Topic ACL on service account or API key?

When adding a Kafka topic ACL, is there a best practice of whether to place the ACL on the service account or on the API key?

From what I’ve read in documentation, it “seems” like it should go on the service account, but there is no definitive statement that I found.

Thanks for raising this. We will review the documentation to make this clearer.

One point of clarification in the question: we’d recommend using a service account, and API keys (with ACLs potentially specified) represent the service account. So, whether using ACLs or RBAC, the authorization settings are associated with the service account identity in either case. A note on this: it feels in the Confluent Cloud Console as if ACLs are on a key and if the key gets rotated you would need to set it again, but this is not the case as the ACL is tied to the service account (or user account). This will likely get clarified in the Confluent Cloud Console.

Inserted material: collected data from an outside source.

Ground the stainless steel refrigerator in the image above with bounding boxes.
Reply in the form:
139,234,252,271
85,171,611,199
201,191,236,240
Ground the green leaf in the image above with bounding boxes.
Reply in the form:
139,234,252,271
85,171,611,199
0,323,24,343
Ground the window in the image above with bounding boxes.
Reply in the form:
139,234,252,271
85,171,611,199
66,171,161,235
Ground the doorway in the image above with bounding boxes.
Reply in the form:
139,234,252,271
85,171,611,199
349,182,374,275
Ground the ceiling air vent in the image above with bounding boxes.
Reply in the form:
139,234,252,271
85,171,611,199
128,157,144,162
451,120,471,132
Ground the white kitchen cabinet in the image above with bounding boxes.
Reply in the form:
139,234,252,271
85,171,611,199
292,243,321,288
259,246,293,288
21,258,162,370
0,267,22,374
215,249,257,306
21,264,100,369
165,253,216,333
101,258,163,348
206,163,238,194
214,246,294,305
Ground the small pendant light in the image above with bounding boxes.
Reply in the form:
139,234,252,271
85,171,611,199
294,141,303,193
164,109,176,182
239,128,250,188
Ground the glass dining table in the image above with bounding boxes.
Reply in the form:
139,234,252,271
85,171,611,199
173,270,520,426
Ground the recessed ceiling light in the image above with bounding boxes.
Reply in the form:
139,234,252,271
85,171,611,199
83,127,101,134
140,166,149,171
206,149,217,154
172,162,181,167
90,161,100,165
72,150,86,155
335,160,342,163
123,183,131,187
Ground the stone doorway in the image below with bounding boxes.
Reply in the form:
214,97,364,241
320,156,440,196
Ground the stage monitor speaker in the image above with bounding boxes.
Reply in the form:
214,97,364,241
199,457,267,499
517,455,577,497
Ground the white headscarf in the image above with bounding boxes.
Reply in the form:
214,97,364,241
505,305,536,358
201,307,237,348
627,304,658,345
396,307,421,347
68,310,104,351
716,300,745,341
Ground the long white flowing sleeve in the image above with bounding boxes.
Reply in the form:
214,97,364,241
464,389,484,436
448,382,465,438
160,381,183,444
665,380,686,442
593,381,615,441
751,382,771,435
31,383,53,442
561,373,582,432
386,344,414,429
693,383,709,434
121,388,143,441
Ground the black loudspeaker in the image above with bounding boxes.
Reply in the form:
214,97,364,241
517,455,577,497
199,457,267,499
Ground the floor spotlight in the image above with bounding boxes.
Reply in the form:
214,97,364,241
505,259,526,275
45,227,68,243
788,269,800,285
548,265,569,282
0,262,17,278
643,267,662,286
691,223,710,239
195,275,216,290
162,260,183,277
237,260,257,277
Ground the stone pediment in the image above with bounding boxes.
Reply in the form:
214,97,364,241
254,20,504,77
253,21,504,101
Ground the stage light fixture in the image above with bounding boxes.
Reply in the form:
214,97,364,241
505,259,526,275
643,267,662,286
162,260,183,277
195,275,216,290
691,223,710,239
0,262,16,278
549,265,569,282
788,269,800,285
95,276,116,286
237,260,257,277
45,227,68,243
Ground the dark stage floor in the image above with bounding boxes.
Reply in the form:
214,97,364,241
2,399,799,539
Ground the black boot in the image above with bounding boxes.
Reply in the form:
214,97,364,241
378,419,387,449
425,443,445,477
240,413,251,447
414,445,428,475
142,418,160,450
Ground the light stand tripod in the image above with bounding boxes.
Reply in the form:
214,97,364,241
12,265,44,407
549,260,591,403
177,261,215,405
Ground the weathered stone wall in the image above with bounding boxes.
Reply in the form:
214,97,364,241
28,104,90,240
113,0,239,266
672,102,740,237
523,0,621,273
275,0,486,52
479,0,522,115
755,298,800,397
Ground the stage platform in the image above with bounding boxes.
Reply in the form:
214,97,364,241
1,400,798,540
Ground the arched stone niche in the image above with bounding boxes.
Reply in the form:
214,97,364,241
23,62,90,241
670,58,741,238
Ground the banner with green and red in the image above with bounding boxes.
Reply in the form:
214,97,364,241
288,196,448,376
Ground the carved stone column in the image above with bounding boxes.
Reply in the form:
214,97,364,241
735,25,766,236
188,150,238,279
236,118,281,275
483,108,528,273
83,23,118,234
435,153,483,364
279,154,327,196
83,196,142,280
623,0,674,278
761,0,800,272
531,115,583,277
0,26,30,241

I see this best practice opinion in the Confluent Developer Cloud Security course:

You can use a mix of ACLs and RBACs. This may be helpful if you need to provide a small set of identities with access to a resource in your Confluent Cloud cluster. However, as an investment in the future, we recommend going with RBACs over ACLs.

Note that “placing the ACL on the service account” is the RBAC approach mentioned. I’d agree with the guidance. If you ever think about migrating away from basic authentication, then RBAC will translate more easily. For example, if today you used RBAC with Basic Auth and wanted to migrate to OAuth, you would similarly add a role assignment when creating your identity pool.

The caveat I’d make is that this is general guidance but there might be exceptions. E.g., if some granular DENY rules are needed, you might opt for a combination of RBAC plus ACLs. This’d be an exception rather than the best practice guideline / rule though.